Creationism is a "theory" as that word is used in some non-scientific contexts, but it is not, unlike evolution, a "theory" as the term is used in scientific contexts.


In the case of creationism, you're only vapidly correct. There's a geologic record, stratigraphy, and a fossil record that have to be accounted for. Simply put, no variation on creationism can account for all of those things. I don't see how some obvious creation myth, no matter how powerful the backers, can be taught with a straight face, much less in public school.

As far as intelligent design, I'll agree to teaching that, as long as we follow up on the consequences. First, what criteria can I apply on my own to decide whether a biological feature (the vertebrate eye, for example) is irreducibly complex?
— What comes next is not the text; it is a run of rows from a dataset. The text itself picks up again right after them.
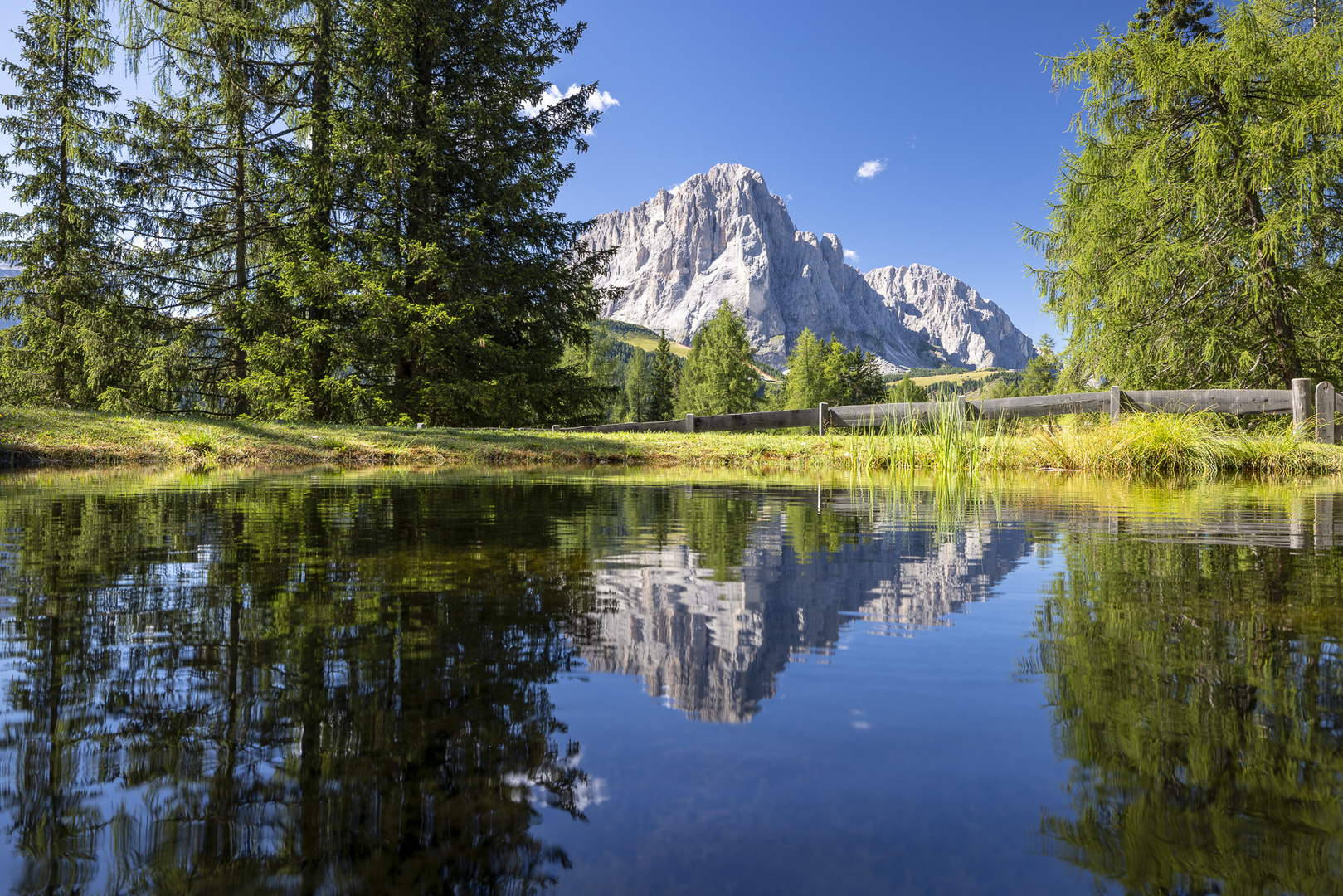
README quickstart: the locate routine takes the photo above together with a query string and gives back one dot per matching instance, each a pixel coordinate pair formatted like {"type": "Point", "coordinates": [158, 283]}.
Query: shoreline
{"type": "Point", "coordinates": [47, 438]}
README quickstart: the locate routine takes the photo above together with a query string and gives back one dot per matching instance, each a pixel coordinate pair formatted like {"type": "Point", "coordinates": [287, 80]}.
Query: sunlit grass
{"type": "Point", "coordinates": [1195, 444]}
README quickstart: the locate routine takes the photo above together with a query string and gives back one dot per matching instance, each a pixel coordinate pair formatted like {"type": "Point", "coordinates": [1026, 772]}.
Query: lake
{"type": "Point", "coordinates": [397, 681]}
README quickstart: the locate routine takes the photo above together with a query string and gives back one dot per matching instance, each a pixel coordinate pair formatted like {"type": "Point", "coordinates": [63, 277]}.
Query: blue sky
{"type": "Point", "coordinates": [951, 100]}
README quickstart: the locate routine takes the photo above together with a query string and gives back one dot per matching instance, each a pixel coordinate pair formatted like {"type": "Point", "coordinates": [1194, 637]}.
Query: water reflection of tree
{"type": "Point", "coordinates": [352, 698]}
{"type": "Point", "coordinates": [1199, 691]}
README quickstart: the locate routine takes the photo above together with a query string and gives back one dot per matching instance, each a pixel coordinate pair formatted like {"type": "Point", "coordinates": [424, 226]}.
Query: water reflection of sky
{"type": "Point", "coordinates": [366, 683]}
Second, what does the existence of intelligent design have to say about theology and the various hagiographies? Does ID make monotheism or polytheism more likely for example? Can we determine characteristics of God or gods based on examples of Design?

There are plenty of observational sciences, astronomy and geology and economics among them. What you wrote is hackneyed and untrue.


I think you're reacting to a lot more than what I actually said. The indisputable fact is that you and I weren't there and it's impossible to prove either intelligent design or evolution because neither is reproducible.


>>it's impossible to prove either intelligent design or evolution because neither is reproducible.

I don't even know where to begin..... If that was the case science could tell us nothing about anything that isn't perfectly reproducible.


OK. I admit defeat. But explain the geological column and the fossil record in terms of something other than a specific religion's creation story.

You're focussing too much on reproducibility, as I said.


You would give theories more or less weight as supported by evidence, right.

I will wait here for supporting evidence of creationism. Patiently. For billions of years.